- Rosansky, Steven J;
- Cancarini, Giovanni;
- Clark, William F;
- Eggers, Paul;
- Germaine, Michael;
- Glassock, Richard;
- Goldfarb, David S;
- Harris, David;
- Hwang, Shang‐Jyh;
- Imperial, Edwina Brown;
- Johansen, Kirsten L;
- Kalantar‐Zadeh, Kamyar;
- Moist, Louise M;
- Rayner, Brian;
- Steiner, Robert;
- Zuo, Li
The recent trend to early initiation of dialysis (at eGFR >10 ml/min/1.73 m(2) ) appears to have been based on conventional wisdoms that are not supported by evidence. Observational studies using administrative databases report worse comorbidity-adjusted dialysis survival with early dialysis initiation. Although some have concluded that the IDEAL randomized controlled trial of dialysis start provided evidence that patients become symptomatic with late dialysis start, there is no definitive support for this view. The potential harms of early start of dialysis, including the loss of residual renal function (RRF), have been well documented.
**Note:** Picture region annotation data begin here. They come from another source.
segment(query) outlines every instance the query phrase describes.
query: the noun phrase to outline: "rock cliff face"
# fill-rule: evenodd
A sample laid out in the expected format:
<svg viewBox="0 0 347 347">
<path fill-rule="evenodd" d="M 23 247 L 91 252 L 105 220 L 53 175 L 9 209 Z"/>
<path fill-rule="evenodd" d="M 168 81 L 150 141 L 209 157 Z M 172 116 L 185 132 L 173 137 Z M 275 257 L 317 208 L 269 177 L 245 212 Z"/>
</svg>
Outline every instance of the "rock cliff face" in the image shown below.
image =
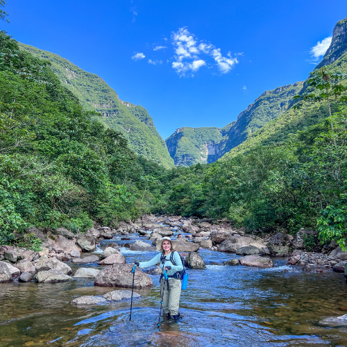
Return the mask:
<svg viewBox="0 0 347 347">
<path fill-rule="evenodd" d="M 316 69 L 332 64 L 347 52 L 347 17 L 339 21 L 332 31 L 331 44 Z"/>
<path fill-rule="evenodd" d="M 135 153 L 167 168 L 174 166 L 165 142 L 145 108 L 123 101 L 99 76 L 83 71 L 69 60 L 31 46 L 19 45 L 34 56 L 49 60 L 52 70 L 62 83 L 78 96 L 86 111 L 92 111 L 91 117 L 121 132 Z"/>
<path fill-rule="evenodd" d="M 224 128 L 180 128 L 166 139 L 176 165 L 215 162 L 271 119 L 282 115 L 303 82 L 264 92 Z"/>
</svg>

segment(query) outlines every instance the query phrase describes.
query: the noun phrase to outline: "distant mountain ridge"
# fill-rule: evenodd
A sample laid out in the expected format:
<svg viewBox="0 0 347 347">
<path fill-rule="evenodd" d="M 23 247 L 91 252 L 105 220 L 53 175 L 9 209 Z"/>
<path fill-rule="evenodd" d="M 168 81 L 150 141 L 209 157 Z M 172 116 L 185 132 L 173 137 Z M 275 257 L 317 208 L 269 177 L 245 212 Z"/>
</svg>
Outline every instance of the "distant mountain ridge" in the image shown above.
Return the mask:
<svg viewBox="0 0 347 347">
<path fill-rule="evenodd" d="M 271 119 L 282 115 L 303 82 L 264 92 L 242 111 L 237 120 L 223 128 L 177 129 L 165 141 L 176 165 L 215 162 Z"/>
<path fill-rule="evenodd" d="M 21 49 L 46 59 L 62 83 L 79 99 L 86 110 L 96 111 L 106 126 L 120 131 L 128 146 L 137 155 L 162 164 L 174 166 L 165 142 L 158 133 L 147 110 L 140 105 L 123 101 L 101 78 L 87 72 L 57 54 L 18 42 Z"/>
</svg>

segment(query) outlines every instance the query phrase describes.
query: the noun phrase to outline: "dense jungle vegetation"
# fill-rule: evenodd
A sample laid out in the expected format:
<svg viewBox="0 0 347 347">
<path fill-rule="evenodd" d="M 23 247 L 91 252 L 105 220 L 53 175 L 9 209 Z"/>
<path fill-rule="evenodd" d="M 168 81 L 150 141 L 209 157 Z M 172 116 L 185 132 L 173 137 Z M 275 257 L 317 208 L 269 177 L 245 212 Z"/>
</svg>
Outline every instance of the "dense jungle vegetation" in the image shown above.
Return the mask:
<svg viewBox="0 0 347 347">
<path fill-rule="evenodd" d="M 3 32 L 0 59 L 0 244 L 17 242 L 33 226 L 84 231 L 93 220 L 112 226 L 158 212 L 228 218 L 249 230 L 312 227 L 322 241 L 345 244 L 343 88 L 328 118 L 324 95 L 311 93 L 310 110 L 324 114 L 321 121 L 290 131 L 285 141 L 166 169 L 132 152 L 121 133 L 83 108 L 49 62 L 19 50 Z M 308 107 L 291 112 L 304 119 Z"/>
</svg>

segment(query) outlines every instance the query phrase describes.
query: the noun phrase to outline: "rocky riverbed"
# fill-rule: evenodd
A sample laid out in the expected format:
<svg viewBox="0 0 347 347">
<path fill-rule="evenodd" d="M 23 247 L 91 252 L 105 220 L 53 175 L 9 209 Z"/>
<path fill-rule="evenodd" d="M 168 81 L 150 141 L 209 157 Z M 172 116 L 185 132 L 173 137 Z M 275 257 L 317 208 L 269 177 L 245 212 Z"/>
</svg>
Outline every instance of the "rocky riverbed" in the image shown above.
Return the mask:
<svg viewBox="0 0 347 347">
<path fill-rule="evenodd" d="M 180 217 L 144 216 L 135 223 L 121 223 L 114 229 L 96 224 L 79 235 L 63 228 L 51 230 L 48 235 L 38 229 L 33 231 L 44 242 L 40 252 L 3 246 L 0 248 L 0 287 L 3 289 L 0 303 L 3 308 L 0 313 L 0 335 L 3 339 L 0 346 L 1 343 L 8 346 L 21 344 L 43 346 L 47 343 L 51 346 L 96 346 L 93 336 L 96 332 L 108 346 L 137 346 L 143 339 L 148 340 L 144 342 L 144 346 L 163 339 L 174 341 L 176 344 L 172 346 L 180 346 L 179 341 L 186 341 L 182 346 L 212 346 L 213 339 L 217 341 L 214 346 L 221 346 L 222 341 L 227 344 L 234 341 L 232 336 L 238 336 L 244 341 L 240 344 L 244 346 L 253 346 L 247 342 L 249 332 L 237 328 L 243 325 L 248 326 L 248 330 L 260 329 L 264 336 L 271 336 L 274 341 L 278 336 L 287 341 L 278 342 L 278 346 L 294 346 L 291 344 L 301 341 L 301 338 L 288 337 L 288 329 L 291 335 L 306 334 L 307 337 L 303 340 L 305 344 L 319 340 L 312 335 L 314 331 L 321 332 L 325 337 L 323 340 L 331 341 L 336 339 L 324 330 L 328 328 L 319 327 L 325 327 L 327 321 L 345 321 L 337 317 L 343 314 L 344 307 L 347 307 L 347 302 L 341 296 L 332 298 L 329 290 L 335 294 L 339 291 L 339 295 L 343 295 L 346 289 L 343 275 L 336 271 L 343 271 L 347 253 L 334 244 L 323 248 L 322 253 L 306 252 L 300 244 L 303 232 L 307 232 L 305 230 L 294 237 L 283 233 L 260 237 L 247 235 L 244 230 L 233 228 L 223 221 L 214 223 L 212 221 Z M 152 325 L 144 330 L 144 326 L 149 324 L 142 318 L 144 314 L 149 321 L 158 319 L 158 271 L 153 267 L 135 272 L 134 315 L 137 318 L 129 330 L 124 324 L 128 316 L 125 307 L 128 308 L 128 291 L 132 284 L 130 263 L 154 256 L 156 241 L 162 236 L 176 239 L 178 251 L 185 256 L 189 281 L 188 290 L 183 292 L 181 307 L 183 314 L 194 318 L 194 323 L 182 322 L 174 326 L 164 321 L 159 332 Z M 282 257 L 276 257 L 278 255 Z M 317 283 L 316 276 L 321 276 L 321 283 Z M 310 292 L 305 293 L 305 290 Z M 317 290 L 326 293 L 318 295 Z M 288 302 L 283 301 L 286 297 Z M 275 301 L 277 310 L 265 304 L 271 300 Z M 301 307 L 300 310 L 302 309 L 300 303 L 303 300 L 310 308 L 305 314 L 300 312 L 306 319 L 310 317 L 308 325 L 295 313 L 299 312 L 294 308 L 296 303 Z M 280 309 L 288 303 L 290 314 L 287 309 Z M 322 310 L 325 306 L 326 310 Z M 33 316 L 36 316 L 35 312 L 45 316 L 52 324 L 50 328 L 44 325 L 44 322 L 30 318 L 33 316 Z M 197 316 L 212 326 L 199 330 Z M 258 323 L 254 327 L 249 325 L 253 319 L 247 323 L 248 316 L 256 316 Z M 61 318 L 59 322 L 57 317 Z M 87 317 L 92 317 L 91 320 Z M 319 321 L 323 323 L 320 324 Z M 26 328 L 18 330 L 15 321 Z M 72 326 L 68 324 L 69 321 Z M 230 330 L 231 321 L 236 325 Z M 219 325 L 214 325 L 217 322 Z M 299 332 L 294 322 L 307 328 L 303 328 Z M 336 322 L 334 324 L 334 328 L 341 333 Z M 82 330 L 79 329 L 81 325 L 84 327 Z M 34 325 L 41 326 L 44 334 L 40 335 L 42 331 Z M 224 336 L 226 329 L 229 332 L 220 337 L 221 332 L 224 332 Z M 84 330 L 85 334 L 80 332 Z M 116 339 L 121 336 L 119 330 L 125 337 L 124 341 Z M 130 331 L 137 337 L 134 341 L 129 335 Z M 342 340 L 347 341 L 347 334 L 346 339 L 342 335 Z M 211 339 L 211 336 L 214 337 Z M 267 346 L 268 337 L 264 336 L 250 341 Z M 105 342 L 107 337 L 111 344 Z M 55 341 L 56 337 L 59 340 Z"/>
</svg>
The rate of RRF loss (renal function trajectory) is an important consideration for the timing of the dialysis initiation decision. Patients with low glomerular filtration rate (GFR) may have sufficient RRF to be maintained off dialysis for years. Delay of dialysis start until a working arterio-venous access is in place seems prudent in light of the lack of harm and possible benefit of late dialysis initiation. Prescribing frequent hemodialysis is not recommended when dialysis is initiated early. The benefits of early initiation of chronic dialysis after episodes of congestive heart failure or acute kidney injury require further study. There are no data to show that early start benefits diabetics or other patient groups. Preemptive start of dialysis in noncompliant patients may be necessary to avoid complications. The decision to initiate dialysis requires informed patient consent and a joint decision by the patient and dialysis provider. Possible talking points for obtaining informed consent are provided.